Gene chips advance medical research

Gene chips, DNA scanning devices that can sort millions of fragments of genetic information, are a major advance in personalizing disease diagnoses and medical treatments, based on differences in each patient’s genes.

The thin glass chips, widely used in research laboratories for the past five years, may be commonplace in clinical practice in the not-too-distant future. They allow scientists to analyze thousands of human genes or gene fragments at once, rather than individually, so disease causes can be identified and therapies quickly applied.

Now some American scientists who have been on the cutting edge of this technology say it’s time to develop international standards for the use of the tools, also known as DNA microarrays.

Last month, more than 40 scientists, including some from the U.S. Department of Health and Human Services and several from Europe and Asia, met in Paris to brainstorm this issue.

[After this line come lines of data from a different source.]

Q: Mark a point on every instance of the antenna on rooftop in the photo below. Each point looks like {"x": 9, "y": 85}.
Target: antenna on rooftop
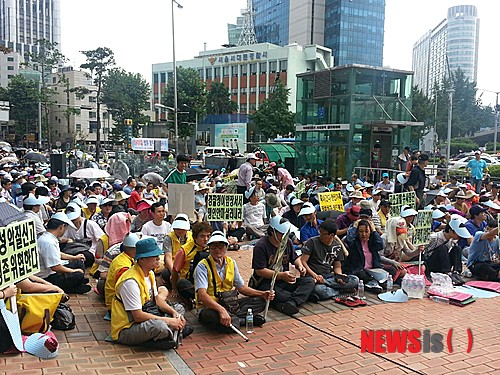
{"x": 247, "y": 35}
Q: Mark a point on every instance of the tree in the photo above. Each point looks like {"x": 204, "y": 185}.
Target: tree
{"x": 46, "y": 60}
{"x": 126, "y": 95}
{"x": 99, "y": 61}
{"x": 273, "y": 116}
{"x": 191, "y": 100}
{"x": 219, "y": 100}
{"x": 23, "y": 96}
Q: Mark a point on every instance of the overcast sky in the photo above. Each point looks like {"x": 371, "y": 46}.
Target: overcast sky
{"x": 139, "y": 32}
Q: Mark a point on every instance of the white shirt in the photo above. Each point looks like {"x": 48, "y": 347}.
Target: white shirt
{"x": 157, "y": 231}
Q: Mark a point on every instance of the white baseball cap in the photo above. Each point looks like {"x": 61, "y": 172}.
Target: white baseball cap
{"x": 61, "y": 216}
{"x": 460, "y": 228}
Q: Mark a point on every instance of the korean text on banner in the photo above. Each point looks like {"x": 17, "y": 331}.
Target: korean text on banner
{"x": 18, "y": 252}
{"x": 181, "y": 200}
{"x": 423, "y": 224}
{"x": 399, "y": 200}
{"x": 331, "y": 201}
{"x": 225, "y": 207}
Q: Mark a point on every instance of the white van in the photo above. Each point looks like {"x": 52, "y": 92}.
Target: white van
{"x": 210, "y": 151}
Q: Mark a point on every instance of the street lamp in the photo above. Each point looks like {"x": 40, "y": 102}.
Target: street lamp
{"x": 176, "y": 130}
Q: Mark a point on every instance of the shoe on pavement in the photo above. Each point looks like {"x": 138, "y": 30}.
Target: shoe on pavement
{"x": 287, "y": 308}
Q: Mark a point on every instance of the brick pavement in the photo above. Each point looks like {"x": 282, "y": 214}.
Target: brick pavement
{"x": 284, "y": 345}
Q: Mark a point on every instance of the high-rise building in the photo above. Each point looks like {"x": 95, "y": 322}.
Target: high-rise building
{"x": 353, "y": 30}
{"x": 456, "y": 38}
{"x": 24, "y": 22}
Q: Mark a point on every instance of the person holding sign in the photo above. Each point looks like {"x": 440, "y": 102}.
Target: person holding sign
{"x": 218, "y": 274}
{"x": 292, "y": 286}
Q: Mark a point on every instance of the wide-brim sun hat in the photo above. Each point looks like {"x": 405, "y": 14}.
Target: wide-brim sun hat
{"x": 459, "y": 228}
{"x": 218, "y": 236}
{"x": 181, "y": 222}
{"x": 307, "y": 209}
{"x": 147, "y": 248}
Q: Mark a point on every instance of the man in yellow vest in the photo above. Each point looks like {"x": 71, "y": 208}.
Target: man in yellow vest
{"x": 217, "y": 274}
{"x": 186, "y": 259}
{"x": 173, "y": 242}
{"x": 130, "y": 325}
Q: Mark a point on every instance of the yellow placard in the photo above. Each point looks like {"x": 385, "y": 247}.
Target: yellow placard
{"x": 331, "y": 201}
{"x": 18, "y": 252}
{"x": 225, "y": 207}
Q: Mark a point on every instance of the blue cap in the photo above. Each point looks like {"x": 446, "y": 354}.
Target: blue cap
{"x": 147, "y": 248}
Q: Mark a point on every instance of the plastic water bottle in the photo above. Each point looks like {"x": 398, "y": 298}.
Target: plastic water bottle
{"x": 249, "y": 321}
{"x": 361, "y": 290}
{"x": 439, "y": 299}
{"x": 389, "y": 284}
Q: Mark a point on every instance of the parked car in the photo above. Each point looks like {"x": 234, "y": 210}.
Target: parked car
{"x": 460, "y": 164}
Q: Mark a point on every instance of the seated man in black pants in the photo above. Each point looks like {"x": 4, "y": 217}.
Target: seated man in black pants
{"x": 219, "y": 273}
{"x": 291, "y": 291}
{"x": 70, "y": 277}
{"x": 442, "y": 254}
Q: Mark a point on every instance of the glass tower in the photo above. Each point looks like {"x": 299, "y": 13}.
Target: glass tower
{"x": 354, "y": 30}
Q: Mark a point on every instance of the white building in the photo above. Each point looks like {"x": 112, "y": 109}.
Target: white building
{"x": 456, "y": 37}
{"x": 22, "y": 22}
{"x": 79, "y": 128}
{"x": 249, "y": 71}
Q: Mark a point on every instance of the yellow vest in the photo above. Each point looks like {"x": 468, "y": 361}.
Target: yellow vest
{"x": 176, "y": 245}
{"x": 120, "y": 318}
{"x": 190, "y": 249}
{"x": 222, "y": 286}
{"x": 121, "y": 261}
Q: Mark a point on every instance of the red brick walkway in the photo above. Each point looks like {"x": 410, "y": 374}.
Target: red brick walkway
{"x": 284, "y": 345}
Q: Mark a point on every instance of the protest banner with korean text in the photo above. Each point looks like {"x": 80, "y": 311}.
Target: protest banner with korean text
{"x": 331, "y": 201}
{"x": 399, "y": 200}
{"x": 423, "y": 224}
{"x": 225, "y": 207}
{"x": 18, "y": 252}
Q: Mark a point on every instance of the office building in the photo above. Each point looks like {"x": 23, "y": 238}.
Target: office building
{"x": 24, "y": 22}
{"x": 353, "y": 30}
{"x": 455, "y": 38}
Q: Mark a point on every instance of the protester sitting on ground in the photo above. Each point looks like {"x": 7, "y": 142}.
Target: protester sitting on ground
{"x": 121, "y": 263}
{"x": 158, "y": 227}
{"x": 143, "y": 208}
{"x": 386, "y": 184}
{"x": 292, "y": 215}
{"x": 442, "y": 255}
{"x": 344, "y": 221}
{"x": 254, "y": 216}
{"x": 484, "y": 256}
{"x": 186, "y": 260}
{"x": 218, "y": 274}
{"x": 70, "y": 276}
{"x": 84, "y": 231}
{"x": 311, "y": 227}
{"x": 363, "y": 260}
{"x": 291, "y": 289}
{"x": 173, "y": 242}
{"x": 322, "y": 257}
{"x": 130, "y": 325}
{"x": 476, "y": 222}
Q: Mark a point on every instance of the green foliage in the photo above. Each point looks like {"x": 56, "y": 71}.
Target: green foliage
{"x": 191, "y": 98}
{"x": 23, "y": 96}
{"x": 126, "y": 95}
{"x": 273, "y": 116}
{"x": 219, "y": 100}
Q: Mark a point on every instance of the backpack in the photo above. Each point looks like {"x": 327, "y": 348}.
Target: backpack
{"x": 64, "y": 319}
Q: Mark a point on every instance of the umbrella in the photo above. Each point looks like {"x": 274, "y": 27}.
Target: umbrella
{"x": 195, "y": 174}
{"x": 89, "y": 173}
{"x": 153, "y": 177}
{"x": 35, "y": 156}
{"x": 9, "y": 159}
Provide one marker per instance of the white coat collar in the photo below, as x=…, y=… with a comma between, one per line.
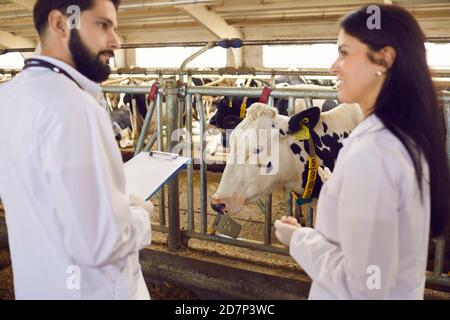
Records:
x=370, y=124
x=89, y=86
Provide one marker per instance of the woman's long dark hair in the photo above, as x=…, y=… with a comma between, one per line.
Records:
x=408, y=104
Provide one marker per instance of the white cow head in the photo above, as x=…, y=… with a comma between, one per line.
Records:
x=265, y=155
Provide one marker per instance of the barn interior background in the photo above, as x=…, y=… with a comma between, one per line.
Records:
x=283, y=45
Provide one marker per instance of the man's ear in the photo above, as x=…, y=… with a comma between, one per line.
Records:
x=308, y=118
x=57, y=24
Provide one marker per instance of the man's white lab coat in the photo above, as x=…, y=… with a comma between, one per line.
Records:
x=72, y=234
x=371, y=235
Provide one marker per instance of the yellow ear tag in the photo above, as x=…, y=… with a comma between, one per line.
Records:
x=243, y=110
x=302, y=134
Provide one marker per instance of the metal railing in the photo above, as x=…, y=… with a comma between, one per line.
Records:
x=174, y=95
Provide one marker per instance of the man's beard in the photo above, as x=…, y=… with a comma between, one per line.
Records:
x=86, y=62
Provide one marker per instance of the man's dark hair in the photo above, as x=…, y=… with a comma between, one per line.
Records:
x=42, y=9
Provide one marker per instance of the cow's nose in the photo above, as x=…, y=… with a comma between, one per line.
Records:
x=218, y=207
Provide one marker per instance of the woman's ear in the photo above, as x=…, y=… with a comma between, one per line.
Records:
x=389, y=55
x=385, y=57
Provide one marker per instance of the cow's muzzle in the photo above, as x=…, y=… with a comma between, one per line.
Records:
x=218, y=207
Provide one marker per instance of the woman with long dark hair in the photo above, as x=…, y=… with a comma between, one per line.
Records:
x=391, y=183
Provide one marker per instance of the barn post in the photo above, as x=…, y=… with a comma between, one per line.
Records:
x=171, y=91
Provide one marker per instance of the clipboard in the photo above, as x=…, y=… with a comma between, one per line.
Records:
x=147, y=172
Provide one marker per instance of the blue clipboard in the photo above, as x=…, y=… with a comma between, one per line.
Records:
x=147, y=172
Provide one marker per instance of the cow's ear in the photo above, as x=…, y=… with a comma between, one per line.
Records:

“International standardization has to happen. If not, it will hold back modern medicine, because all medical research is focused on using genomic tools for early diagnosis and treatment,” said Dietrich Stephan, director of the neurogenomics division at the nonprofit Translational Genomics Research Institute, or TGen, in Phoenix.

Mr. Stephan said he is taking that position, even though the “vast majority of gene-chip use [to date] has been as a research tool,” rather than in clinical practice.

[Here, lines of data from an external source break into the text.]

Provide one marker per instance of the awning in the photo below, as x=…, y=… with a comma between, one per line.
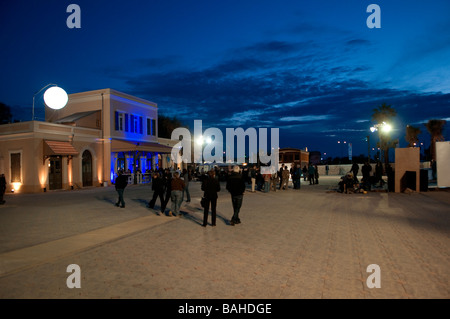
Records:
x=125, y=146
x=59, y=148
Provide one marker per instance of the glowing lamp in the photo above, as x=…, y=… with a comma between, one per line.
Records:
x=55, y=98
x=386, y=128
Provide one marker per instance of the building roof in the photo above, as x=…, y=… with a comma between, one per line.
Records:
x=59, y=148
x=74, y=117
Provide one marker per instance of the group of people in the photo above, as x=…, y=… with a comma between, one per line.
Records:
x=263, y=180
x=174, y=186
x=350, y=181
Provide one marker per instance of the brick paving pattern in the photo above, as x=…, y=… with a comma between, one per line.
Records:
x=292, y=244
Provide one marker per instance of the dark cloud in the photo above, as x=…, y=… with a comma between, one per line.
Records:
x=278, y=84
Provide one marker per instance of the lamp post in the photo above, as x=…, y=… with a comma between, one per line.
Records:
x=383, y=128
x=54, y=97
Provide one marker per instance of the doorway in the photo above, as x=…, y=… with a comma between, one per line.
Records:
x=86, y=168
x=55, y=173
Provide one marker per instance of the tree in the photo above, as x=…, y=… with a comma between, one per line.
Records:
x=412, y=134
x=384, y=114
x=436, y=129
x=5, y=114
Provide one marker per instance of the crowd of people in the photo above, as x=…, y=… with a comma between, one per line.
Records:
x=350, y=182
x=174, y=186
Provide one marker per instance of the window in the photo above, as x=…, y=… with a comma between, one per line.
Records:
x=15, y=168
x=119, y=119
x=151, y=127
x=136, y=125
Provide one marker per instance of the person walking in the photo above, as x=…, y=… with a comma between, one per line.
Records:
x=253, y=178
x=355, y=170
x=121, y=183
x=158, y=188
x=316, y=174
x=296, y=176
x=379, y=173
x=285, y=178
x=210, y=187
x=167, y=177
x=236, y=187
x=366, y=169
x=274, y=180
x=311, y=174
x=176, y=194
x=266, y=177
x=187, y=177
x=2, y=188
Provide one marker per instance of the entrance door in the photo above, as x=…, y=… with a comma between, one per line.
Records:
x=55, y=173
x=86, y=166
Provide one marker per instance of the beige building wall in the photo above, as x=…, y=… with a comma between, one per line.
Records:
x=406, y=159
x=27, y=139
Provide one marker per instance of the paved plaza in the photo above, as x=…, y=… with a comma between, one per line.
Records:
x=292, y=244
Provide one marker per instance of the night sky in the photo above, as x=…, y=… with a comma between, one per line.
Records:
x=313, y=69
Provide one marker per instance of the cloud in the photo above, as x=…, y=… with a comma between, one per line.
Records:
x=306, y=118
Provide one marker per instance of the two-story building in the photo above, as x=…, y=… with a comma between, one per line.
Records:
x=84, y=144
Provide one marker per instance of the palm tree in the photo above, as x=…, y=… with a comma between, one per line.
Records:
x=435, y=128
x=412, y=134
x=383, y=114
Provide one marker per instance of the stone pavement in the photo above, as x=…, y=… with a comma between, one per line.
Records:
x=292, y=244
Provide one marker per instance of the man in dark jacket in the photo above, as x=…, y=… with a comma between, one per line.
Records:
x=210, y=187
x=236, y=187
x=158, y=188
x=121, y=183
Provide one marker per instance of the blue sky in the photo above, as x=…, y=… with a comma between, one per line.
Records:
x=311, y=68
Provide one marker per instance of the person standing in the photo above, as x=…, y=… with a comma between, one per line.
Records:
x=176, y=194
x=253, y=178
x=266, y=177
x=236, y=187
x=210, y=187
x=355, y=170
x=2, y=188
x=274, y=180
x=311, y=174
x=305, y=173
x=285, y=178
x=187, y=177
x=379, y=173
x=298, y=175
x=366, y=169
x=121, y=183
x=158, y=187
x=167, y=177
x=316, y=174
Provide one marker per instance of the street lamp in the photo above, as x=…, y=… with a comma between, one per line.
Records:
x=54, y=97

He predicts global standards for assessing the technical performance of these chips will be in place in a year or two.

Janet Warrington, vice president of emerging markets and molecular diagnoses at Affymetrix, Inc., a Santa Clara, Calif.-based firm that has been a leader in gene-chip research, believes that prediction is entirely possible.

Reasons for optimism

“This is a force that’s happening now. There are standard controls in development now, and it’s an international effort,” said Ms. Warrington, who organized and chaired the meeting in Paris.

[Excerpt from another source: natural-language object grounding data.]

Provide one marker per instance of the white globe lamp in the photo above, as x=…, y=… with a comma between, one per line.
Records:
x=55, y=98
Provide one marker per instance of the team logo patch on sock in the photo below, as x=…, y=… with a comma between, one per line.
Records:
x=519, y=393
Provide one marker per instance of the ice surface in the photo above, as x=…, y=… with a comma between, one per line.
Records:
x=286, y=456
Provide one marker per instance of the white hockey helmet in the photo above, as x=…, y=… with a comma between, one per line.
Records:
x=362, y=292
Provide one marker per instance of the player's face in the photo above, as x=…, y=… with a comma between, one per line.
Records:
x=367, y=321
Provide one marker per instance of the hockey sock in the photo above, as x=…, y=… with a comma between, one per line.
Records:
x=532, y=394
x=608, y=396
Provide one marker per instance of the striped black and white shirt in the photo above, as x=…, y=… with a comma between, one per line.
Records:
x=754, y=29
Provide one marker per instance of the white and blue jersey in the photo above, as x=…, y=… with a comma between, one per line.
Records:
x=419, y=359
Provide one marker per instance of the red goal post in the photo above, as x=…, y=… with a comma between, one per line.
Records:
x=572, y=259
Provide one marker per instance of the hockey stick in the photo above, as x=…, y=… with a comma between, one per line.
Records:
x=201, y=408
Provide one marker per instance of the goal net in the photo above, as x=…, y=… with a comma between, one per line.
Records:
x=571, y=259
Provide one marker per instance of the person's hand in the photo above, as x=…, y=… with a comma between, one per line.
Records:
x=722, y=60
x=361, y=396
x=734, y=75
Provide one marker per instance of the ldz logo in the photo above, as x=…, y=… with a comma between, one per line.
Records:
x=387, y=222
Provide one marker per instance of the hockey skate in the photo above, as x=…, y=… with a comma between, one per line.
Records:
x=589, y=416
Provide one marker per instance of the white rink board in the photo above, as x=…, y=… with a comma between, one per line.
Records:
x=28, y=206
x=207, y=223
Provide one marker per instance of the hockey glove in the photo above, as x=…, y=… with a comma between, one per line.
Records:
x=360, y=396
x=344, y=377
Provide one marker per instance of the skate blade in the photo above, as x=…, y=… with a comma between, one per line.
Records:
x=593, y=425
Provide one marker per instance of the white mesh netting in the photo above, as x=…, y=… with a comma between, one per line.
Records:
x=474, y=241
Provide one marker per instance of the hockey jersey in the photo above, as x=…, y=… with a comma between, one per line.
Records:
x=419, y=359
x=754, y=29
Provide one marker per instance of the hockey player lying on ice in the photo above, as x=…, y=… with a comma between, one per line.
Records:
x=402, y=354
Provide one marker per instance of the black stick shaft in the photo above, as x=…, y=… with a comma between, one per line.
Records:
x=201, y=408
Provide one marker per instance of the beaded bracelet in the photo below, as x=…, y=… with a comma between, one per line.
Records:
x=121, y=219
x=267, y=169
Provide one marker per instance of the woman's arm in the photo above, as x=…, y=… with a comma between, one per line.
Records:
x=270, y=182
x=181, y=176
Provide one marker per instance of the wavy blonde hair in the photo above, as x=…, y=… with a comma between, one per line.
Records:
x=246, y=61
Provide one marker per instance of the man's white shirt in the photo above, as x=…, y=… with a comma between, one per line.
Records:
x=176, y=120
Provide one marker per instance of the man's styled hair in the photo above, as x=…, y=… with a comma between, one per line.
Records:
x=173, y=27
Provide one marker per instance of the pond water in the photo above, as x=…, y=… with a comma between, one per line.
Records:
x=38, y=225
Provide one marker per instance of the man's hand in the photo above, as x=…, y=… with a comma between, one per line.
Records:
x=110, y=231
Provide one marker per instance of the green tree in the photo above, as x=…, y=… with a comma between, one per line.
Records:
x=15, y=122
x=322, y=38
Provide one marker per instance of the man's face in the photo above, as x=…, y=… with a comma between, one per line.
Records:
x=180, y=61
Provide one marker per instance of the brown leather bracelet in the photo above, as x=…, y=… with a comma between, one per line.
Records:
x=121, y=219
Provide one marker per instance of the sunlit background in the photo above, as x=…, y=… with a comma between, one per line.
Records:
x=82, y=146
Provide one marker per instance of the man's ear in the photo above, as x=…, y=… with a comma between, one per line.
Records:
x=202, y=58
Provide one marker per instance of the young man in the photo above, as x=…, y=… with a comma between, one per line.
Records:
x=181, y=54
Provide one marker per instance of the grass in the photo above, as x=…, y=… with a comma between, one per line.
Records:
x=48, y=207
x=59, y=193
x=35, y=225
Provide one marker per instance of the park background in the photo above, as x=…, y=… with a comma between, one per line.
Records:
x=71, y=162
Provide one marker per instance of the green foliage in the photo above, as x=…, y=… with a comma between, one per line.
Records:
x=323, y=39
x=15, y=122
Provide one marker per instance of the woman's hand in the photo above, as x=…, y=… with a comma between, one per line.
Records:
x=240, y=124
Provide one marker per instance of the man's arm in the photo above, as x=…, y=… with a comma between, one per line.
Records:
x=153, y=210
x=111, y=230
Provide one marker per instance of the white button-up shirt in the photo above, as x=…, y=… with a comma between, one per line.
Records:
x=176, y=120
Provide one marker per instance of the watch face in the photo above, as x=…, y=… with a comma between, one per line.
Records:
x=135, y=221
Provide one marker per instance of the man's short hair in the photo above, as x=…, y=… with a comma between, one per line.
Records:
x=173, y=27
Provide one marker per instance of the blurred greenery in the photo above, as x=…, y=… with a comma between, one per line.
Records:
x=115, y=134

Ira Lubin, a geneticist at the federal Centers for Disease Control and Prevention in Atlanta, who also attended the meeting, said in an interview there are “many reasons to be very optimistic” about the outlook for clinical effectiveness of DNA microarrays, based “on the work that already has been done.” He termed the time frame Ms. Warrington and Mr. Stephan suggested for international standards to be in place “quite reasonable.”

Officials of Affymetrix, co-developers of a DNA microarray test that’s been approved by the U.S. Food and Drug Administration, identified two international organizations — the Organization for Economic Cooperation and Development (OECD) and the Clinical and Laboratory Standards Institute (CLSI) — involved in this movement.

Relapse predicted, avoided

CLSI, a nonprofit group, is “at work designing a clinical protocol,” Ms. Warrington said in a telephone interview.

Mr. Stephan and other researchers atTGen have used gene chips to help determine the chances of relapse in children whose leukemia is in remission and to help select the best therapies for other cancer patients.